Die Entwicklung eines zusammenhängenden diagnostischen Systems psychiatrischer Krankheiten beginnt im 18. Jahrhundert mit der Entwicklung der ordnenden, deskriptiven Naturwissenschaften. In seinem System der Krankheiten »Genera morborum« klassifiziert Carl von Linné (1707–1778) nach seinem System der Pflanzen im Jahr 1742 in einem Kapitel auch die psychischen Störungen. Die 1772 erscheinende »Synopsis nosologiae methodicae« von William Cullen (1710–1790) enthält ebenfalls eine Systematik der Geisteskrankheiten (Überblick in Dilling 1999). Cullen ist es auch, der den Begriff Neurose einführt, zunächst noch als Ausdruck für die nichtentzündlichen Erkrankungen des Nervensystems ( Kap. 1.4).

Einheitspsychose

Das im Folgenden entwickelte Konzept der Einheitspsychose geht davon aus, dass alle schweren psychischen Krankheiten Ausdruck einer einzigen zugrunde liegende Störung sind, die sich in einem fortlaufenden Prozess mit unterschiedlichen Symptomen äußert.

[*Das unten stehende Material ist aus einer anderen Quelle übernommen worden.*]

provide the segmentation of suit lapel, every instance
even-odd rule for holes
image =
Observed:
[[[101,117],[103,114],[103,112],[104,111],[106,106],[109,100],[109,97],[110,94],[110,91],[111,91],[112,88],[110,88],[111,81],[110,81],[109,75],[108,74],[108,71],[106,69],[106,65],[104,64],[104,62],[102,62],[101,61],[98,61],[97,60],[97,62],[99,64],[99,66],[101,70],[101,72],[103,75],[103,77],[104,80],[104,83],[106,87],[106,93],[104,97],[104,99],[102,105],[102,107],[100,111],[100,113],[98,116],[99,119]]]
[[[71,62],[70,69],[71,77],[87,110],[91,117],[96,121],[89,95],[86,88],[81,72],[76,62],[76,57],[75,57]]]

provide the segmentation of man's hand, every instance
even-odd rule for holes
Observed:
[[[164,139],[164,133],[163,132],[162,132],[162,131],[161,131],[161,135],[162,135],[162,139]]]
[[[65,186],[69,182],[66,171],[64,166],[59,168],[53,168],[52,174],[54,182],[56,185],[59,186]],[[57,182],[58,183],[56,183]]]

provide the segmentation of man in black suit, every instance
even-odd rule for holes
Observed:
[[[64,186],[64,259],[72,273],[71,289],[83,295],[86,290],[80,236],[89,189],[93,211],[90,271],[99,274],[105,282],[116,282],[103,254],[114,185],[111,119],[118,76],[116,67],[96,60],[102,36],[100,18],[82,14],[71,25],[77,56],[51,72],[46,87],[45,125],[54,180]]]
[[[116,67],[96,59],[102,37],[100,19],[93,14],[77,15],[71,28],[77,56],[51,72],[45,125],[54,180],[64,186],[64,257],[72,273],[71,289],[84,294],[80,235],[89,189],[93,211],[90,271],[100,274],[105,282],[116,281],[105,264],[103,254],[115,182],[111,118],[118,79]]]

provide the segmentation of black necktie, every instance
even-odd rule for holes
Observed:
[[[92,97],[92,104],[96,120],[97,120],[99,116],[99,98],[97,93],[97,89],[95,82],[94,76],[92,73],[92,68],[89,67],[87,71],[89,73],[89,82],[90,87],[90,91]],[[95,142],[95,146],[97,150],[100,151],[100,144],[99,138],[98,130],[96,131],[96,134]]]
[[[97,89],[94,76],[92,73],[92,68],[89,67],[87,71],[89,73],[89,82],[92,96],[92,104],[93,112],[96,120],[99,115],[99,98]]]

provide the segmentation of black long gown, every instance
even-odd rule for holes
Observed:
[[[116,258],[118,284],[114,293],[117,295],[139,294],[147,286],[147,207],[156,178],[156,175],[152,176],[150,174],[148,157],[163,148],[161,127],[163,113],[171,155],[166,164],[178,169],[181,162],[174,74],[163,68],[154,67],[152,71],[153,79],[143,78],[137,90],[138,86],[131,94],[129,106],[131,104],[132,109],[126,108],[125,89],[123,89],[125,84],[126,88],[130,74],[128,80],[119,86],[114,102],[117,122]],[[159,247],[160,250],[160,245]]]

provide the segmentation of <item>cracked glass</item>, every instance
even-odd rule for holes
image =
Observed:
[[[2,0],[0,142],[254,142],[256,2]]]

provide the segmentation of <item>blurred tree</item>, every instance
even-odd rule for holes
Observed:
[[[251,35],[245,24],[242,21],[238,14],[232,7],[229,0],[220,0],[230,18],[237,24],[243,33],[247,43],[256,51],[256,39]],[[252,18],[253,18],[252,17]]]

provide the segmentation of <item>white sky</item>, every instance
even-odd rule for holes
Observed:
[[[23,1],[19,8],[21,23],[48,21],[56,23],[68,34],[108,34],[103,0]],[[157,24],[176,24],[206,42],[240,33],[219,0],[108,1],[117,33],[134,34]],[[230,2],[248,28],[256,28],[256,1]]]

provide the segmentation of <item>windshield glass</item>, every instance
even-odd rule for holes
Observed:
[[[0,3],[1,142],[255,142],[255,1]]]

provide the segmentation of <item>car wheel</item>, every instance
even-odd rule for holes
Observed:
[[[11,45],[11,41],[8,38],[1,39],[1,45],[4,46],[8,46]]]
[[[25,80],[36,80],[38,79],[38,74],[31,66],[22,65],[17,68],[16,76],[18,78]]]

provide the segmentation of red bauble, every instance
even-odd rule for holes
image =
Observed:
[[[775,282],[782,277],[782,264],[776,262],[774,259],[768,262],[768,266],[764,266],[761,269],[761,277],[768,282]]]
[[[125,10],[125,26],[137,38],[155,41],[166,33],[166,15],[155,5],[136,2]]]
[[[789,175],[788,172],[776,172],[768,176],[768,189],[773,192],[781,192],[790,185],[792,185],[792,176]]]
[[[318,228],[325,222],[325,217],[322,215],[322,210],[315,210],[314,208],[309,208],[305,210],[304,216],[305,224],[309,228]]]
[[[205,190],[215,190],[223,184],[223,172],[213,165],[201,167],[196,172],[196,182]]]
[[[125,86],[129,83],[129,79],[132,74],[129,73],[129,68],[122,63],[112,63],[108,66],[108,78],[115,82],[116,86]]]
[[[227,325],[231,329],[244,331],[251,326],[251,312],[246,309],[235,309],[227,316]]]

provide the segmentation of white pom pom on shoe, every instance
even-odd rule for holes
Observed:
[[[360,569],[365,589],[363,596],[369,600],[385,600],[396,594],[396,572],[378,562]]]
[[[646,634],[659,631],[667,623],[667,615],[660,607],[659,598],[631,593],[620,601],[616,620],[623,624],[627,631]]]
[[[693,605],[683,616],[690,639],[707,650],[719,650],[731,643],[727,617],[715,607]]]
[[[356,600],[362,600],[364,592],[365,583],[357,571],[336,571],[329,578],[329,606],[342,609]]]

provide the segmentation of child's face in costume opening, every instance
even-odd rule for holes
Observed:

In diesem Sinne unterscheidet Jean Étienne Dominique Esquirol (1772–1840) vier verschiedene Phasen: zunächst die Melancholie, dann die Monomanie (womit er einzelne Symptome meinte, im Gegensatz zu einer allumfassenden Erkrankung), darauf die Manie und schließlich die Demenz. Esquirol sieht einen kausalen Zusammenhang zwischen einer fortschreitenden Erkrankung und strukturellen Veränderungen und nimmt an, dass die dauerhafte Beanspruchung durch Krankheit und seelisches Leid zu einer Schädigung des Nervensystems führt. Der Gedanke der Einheitspsychose wird von Joseph Guislain (1797–1860) über Ernst Albert Zeller (1804–1877) an Wilhelm Griesinger (1817–1868) weitergegeben. Guislain und Zeller sehen dabei, in Abwandlung von Esquirol, Melancholie, Manie, Verrücktheit und Demenz als charakteristische Stadien an.

Psychiker und Somatiker

Die Psychiatrie zu Zeiten Griesingers ist geprägt von den divergierenden Sichtweisen der Psychiker und der Somatiker. Während die Somatiker biologische Ursachen für psychische Störungen postulieren, sehen die Psychiker die Bedeutung innerpsychischer Vorgänge, ohne allerdings eine vermittelnde Rolle des Gehirns gänzlich auszuschließen. Griesinger nun betont einerseits, dass psychische Krankheiten grundsätzlich Krankheiten des Gehirns sind und verortet die Psychiatrie entsprechend in die Medizin. Andererseits sieht er auch die Bedeutung psychosozialer, lebensgeschichtlicher Faktoren für die Krankheitsentwicklung und ebnet damit der modernen bio-psycho-sozialen Sicht mit der Annahme vielfältiger Krankheitsursachen den Weg. Konsequenterweise haben für Griesinger damit auch Therapieformen ihren Stellenwert, die nicht nur rein somatisch ansetzen (Überblick in Schott und Tölle 2006).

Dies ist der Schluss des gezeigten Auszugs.